We can generally say that such and such a king carried out building operations upon such and such a temple; that he undertook a military expedition against such and such a neighboring country; that he returned with the spoils which he proudly enumerates; to which we may add a more or less lengthy catalogue of the monuments, which his contemporaries have left behind them. Our knowledge of the civilization of Egypt is much fuller, thanks to the biographical inscriptions and to the countless scenes depicted upon the temples and the tombs.
We must also allude to another important source of information, although the most difficult to use — the religious texts. These appear to us, from the times of the Ancient Empire, as the written version of a long and almost invariable oral tradition. They indicate to us a state of civilization which Egypt had long since left behind when these religious texts were used. The general impression which emerges from a scrutiny of these materials is that even the Egypt of the earliest dynasties had already a long past behind it.
Ancient history is divided into the following division:
|Early Dynastic Period||First + second Dynasty||I and I||c. 3150 – 2686 BCE|
|Old Kingdom||Third to sixth Dynasty||III, IV, V, VI||2686 – 2181 BCE|
|First Intermediate||Seventh to eleventh Dynasty||VII, VIII, IX, X, XI||2181 – 2061 BCE|
|Middle Kingdom||Late eleventh to fourteenth||XI, XII, XIII, XIV||1705 – 1690 BCE Second|
|Intermediate||Fifteenth to seventeenth||XV, XVI,XVII||1674 – 1535 BCE|
|New Kingdom||Eighteenth to Twentieth||XVIII, IXX, XX||1549 – 1077 BCE Third|
|Intermediate||Twenty-first to twenty-fifth||XXI, XXII, XXIII, XXIV, XXV||1069 – 653 B.C.E.|
|Late Period||Twenty-sixth to Thirty-fist||XXVI, XXVII, XXVIII, XXIX XXX, XXXI.||672 -332 B.C.E.|
From all this we perceive that there are two obscure epochs, one between the Ancient and Middle Empires, the other between the Middle and the New, and a confused period between the close of the New Empire and the 26th dynasty.

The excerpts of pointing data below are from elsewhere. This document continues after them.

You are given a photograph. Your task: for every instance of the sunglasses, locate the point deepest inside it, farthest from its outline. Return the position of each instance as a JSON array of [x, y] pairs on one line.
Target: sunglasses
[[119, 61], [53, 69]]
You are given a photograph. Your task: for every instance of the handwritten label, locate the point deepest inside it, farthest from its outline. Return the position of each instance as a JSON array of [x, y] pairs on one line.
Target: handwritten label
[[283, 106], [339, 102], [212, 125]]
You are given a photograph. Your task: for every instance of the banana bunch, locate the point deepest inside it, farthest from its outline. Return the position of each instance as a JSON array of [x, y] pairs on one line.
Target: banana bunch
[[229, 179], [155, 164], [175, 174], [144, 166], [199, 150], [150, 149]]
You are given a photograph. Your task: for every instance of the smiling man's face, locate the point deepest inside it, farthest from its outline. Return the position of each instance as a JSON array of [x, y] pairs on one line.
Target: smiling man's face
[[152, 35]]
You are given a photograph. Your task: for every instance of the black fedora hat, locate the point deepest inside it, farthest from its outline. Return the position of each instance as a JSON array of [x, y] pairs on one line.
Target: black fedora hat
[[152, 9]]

We find that the first two of these obscure periods have been times of artistic decadence in Upper Egypt. With the inauguration of the Middle Empire (12th dynasty), of the New Empire (18th dynasty), and again under the Saite Empire (26th dynasty), the artistic traditions of the great epochs were successively revived.
On each occasion, in fact, the models which served in the most brilliant periods of the Ancient Empire were reverted to, so that Egyptian art may thus be described not as a gradual artistic evolution which perfected itself as the ages rolled on, finally to deteriorate and die out, but rather as a series of deviations, or of decadence followed by renaissance. It is thus that we can explain the fundamental uniformity of Egyptian art, in a number of its manifestations, in spite of the great diversity which we notice.